Two choke valves v are arranged in the rear surface 31 of the arm 11b of the passage plate 11. The two choke valves V communicate with parts of the first and second rigid passages 21 and 22. Each choke valve V includes a circular groove 33 formed in the rear surface 31, a central projection 35 surrounded by the groove 33, and the film F2 adhered to the rear surface 31. Each first groove 17 communicates with the groove 33 of a corresponding one of the choke valves V. Each second groove 19 communicates with the central projection 35 of the corresponding one of the choke valves V. The openings of the second grooves 19 are closed to shut the first and second rigid passages 21 and 22 when the choke valves V function to bring its films F2 in contact with the central projections 35. The openings of the second grooves 19 are open to the first and second rigid passages 21 and 22 when the choke valves V function to space the films F from the central projections 35.

As shown in FIG. 2, third to fifth rigid passages 23 to 25 are formed on a front surface 41 of the passage plate 13. Each of the third to fifth rigid passages 23 to 25 is formed by a third groove 43 and a fourth groove 45. Each third groove 43 extends from the coupler plate 13a to the arm 13b. Each fourth groove 45 extends from a middle position of the arm 13b to a distal end of the arm 13b. Three choke valves V are arranged in a rear surface of the arm 13b. The three choke valves V communicate with parts of the third to fifth rigid passages 23 to 25. The other parts of the passage plate 13 is substantially the same as the corresponding structure of the passage plate 11.

Cartridge holders 14a and 14b are respectively connected to the coupler plates 11a and 13a. The cartridge holder 14a detachably holds two ink cartridges (black cartridges B) containing black ink. The cartridge holder 14b detachably holds three ink cartridges (i.e., a cyan cartridge C, a magenta cartridge M, and a yellow cartridge Y) respectively containing cyan ink, magenta ink, and yellow ink. Therefore the ink cartridges B, C, M, and Y are detachable from the passages 21 to 25 and 51 to 55. Each ink cartridge may be an ink pack. The ink cartridges or the ink packs function as liquid sources.
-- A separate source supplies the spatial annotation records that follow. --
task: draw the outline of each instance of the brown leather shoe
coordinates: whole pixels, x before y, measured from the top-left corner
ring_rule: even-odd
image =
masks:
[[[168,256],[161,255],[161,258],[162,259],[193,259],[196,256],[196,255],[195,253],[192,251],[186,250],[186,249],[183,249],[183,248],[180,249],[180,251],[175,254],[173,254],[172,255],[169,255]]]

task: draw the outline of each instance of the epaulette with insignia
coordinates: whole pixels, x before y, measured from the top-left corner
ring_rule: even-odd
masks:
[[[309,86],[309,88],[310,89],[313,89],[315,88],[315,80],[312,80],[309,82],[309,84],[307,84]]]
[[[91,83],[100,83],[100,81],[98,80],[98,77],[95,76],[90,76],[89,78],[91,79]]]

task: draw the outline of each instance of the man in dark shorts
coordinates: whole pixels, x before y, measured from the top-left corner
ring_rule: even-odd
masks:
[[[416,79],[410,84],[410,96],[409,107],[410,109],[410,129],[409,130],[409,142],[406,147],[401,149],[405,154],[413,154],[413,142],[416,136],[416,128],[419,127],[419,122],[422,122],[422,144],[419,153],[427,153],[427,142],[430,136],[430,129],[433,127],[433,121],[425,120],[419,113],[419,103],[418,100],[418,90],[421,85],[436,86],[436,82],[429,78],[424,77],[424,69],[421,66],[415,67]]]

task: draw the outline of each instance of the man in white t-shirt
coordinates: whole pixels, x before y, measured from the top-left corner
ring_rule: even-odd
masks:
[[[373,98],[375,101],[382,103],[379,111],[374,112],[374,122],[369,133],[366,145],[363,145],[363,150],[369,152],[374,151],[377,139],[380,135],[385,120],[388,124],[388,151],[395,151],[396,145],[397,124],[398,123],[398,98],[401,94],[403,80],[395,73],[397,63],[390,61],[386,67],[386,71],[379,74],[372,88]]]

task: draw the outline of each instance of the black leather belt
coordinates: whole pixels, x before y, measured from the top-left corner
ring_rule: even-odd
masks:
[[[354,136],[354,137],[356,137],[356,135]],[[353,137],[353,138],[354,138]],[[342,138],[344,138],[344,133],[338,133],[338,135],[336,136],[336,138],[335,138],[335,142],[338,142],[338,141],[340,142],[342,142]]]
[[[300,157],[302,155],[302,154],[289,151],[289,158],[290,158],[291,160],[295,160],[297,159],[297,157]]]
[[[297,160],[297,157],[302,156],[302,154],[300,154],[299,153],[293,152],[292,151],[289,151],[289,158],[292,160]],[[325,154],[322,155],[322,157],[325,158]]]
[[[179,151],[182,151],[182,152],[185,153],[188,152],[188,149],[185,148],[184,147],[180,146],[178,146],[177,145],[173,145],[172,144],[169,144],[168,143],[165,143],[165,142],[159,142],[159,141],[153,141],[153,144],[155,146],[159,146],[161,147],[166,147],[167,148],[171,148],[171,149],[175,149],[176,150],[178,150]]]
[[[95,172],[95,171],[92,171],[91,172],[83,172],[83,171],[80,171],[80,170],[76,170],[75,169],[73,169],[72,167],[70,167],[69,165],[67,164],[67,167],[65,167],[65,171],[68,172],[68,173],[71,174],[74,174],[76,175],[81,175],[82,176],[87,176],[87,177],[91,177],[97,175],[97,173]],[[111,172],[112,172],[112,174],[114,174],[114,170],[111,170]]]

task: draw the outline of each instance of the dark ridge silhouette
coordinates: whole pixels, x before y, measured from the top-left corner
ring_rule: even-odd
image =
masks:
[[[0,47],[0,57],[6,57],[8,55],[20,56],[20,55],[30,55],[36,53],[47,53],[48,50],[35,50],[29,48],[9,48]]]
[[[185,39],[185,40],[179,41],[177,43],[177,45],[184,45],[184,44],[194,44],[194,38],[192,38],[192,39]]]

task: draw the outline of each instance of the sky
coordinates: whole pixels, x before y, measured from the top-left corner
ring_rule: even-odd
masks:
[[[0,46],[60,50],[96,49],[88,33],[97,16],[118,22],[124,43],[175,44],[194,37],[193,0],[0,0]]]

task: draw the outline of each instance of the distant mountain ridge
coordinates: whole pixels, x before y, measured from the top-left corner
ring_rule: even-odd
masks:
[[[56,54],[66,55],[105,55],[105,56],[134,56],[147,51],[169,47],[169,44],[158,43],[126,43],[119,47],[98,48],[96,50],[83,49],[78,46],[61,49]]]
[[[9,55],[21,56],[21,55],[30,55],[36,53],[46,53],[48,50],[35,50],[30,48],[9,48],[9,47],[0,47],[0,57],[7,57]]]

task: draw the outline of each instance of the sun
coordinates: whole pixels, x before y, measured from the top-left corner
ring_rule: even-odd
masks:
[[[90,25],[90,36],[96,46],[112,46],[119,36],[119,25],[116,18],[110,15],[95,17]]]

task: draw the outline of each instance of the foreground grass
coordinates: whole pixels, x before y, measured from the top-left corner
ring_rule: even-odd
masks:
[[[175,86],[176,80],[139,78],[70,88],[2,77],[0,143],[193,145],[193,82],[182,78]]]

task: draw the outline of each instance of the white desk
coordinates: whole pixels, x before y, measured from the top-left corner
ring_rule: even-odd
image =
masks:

In the preferred embodiment, the printer 1 is an off-carriage printer. Pressurizing pumps P1 and P2, functioning as compressed air generation unit, are arranged in the frame 2. The pressurizing pumps P1 and P2 supply compressed air to the black cartridge B, the cyan cartridge C, the magenta cartridge M, and the yellow cartridge Y in order to supply the first to fifth rigid passages 21 to 25 with ink. For example, black ink is supplied from the black cartridge B to the first and second rigid passages 21 and 22. Cyan ink is supplied from the cyan cartridge C to the third rigid passage 23. Magenta ink is supplied from the magenta cartridge M to the fourth rigid passage 24. Yellow ink is supplied from the yellow cartridge Y to the fifth rigid passage 25.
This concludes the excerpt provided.